[RLlib] Low GPU utilization with Apex and IMPALA
See original GitHub issueSystem information
- OS Platform and Distribution (e.g., Linux Ubuntu 16.04): Linux Ubuntu 18.04
- Ray installed from (source or binary): Binary (pip install ray[rllib] )
- Ray version: 0.7.5
- Python version: 3.5.2
- Exact command to reproduce: rl-experiments $ rllib train -f atari-apex/atari-apex.yaml $ rllib train -f pong-speedrun/pong-impala-fast.yaml rllib/tunes_examples $ rllib train -f tuned_examples/atari-apex.yaml
Describe the problem
I am hoping to accelerate RL algos for one of my problems. Given Apex and IMPALA seems to be the best fit for the cause, I tried the same with two system configurations (a) 4 CPUs, 1 (GTX 1070) GPU (b) 40 CPUs, 4 (V100) GPUs - DGX station. However, in either case, my GPU utilization seems to be quite low even with the examples shipped with Ray (in rllib/tuned_examples and rl-experiments repo). it is always less than 8% (intermittently only) and is 0% most of the time.

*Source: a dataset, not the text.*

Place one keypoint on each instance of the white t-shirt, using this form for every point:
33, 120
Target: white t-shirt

Is it expected behavior? There is no mention of GPU utilization levels in the results presented at https://github.com/ray-project/rl-experiments/blob/master/README.md too.
Kindly let me know if I am doing something wrong or anything I can try to improve the GPU utilization and accelerate RL training.
Source code / logs
Using FIFO scheduling algorithm.
Resources requested: 4/4 CPUs, 1/1 GPUs, 0.0/8.94 GiB heap, 0.0/3.08 GiB objects
Memory usage on this node: 8.1/15.6 GiB
Result logdir: /home/ankdesh/ray_results/pong-impala-fast
Number of trials: 1 ({'RUNNING': 1})
RUNNING trials:
- IMPALA_PongNoFrameskip-v4_0: RUNNING, [4 CPUs, 1 GPUs], [pid=15082], 10 s, 1 iter, 15000 ts, -20.6 rew
nvidia-smi
ankdesh@6f012718bda7:~$ nvidia-smi
Wed Oct 2 07:11:55 2019
+-----------------------------------------------------------------------------+
| NVIDIA-SMI 410.104 Driver Version: 410.104 CUDA Version: 10.0 |
|-------------------------------+----------------------+----------------------+
| GPU Name Persistence-M| Bus-Id Disp.A | Volatile Uncorr. ECC |
| Fan Temp Perf Pwr:Usage/Cap| Memory-Usage | GPU-Util Compute M. |
|===============================+======================+======================|
| 0 GeForce GTX 1070 On | 00000000:01:00.0 On | N/A |
| 0% 47C P8 15W / 200W | 515MiB / 8118MiB | 0% Default |
+-------------------------------+----------------------+----------------------+
Issue Analytics
- State:
- Created 4 years ago
- Comments:5
Top GitHub Comments
@ankdesh Hey I did some digging into this and I read through the original paper for ape-x and what I found was that in their setup they said that workers will run on cpu and only one learner network will run on GPU. So if that’s how it’s implemented in rllib maybe that’s why we see a lower usage on GPU . I haven’t gone through the ape-x code in rllib but I think that’s the case.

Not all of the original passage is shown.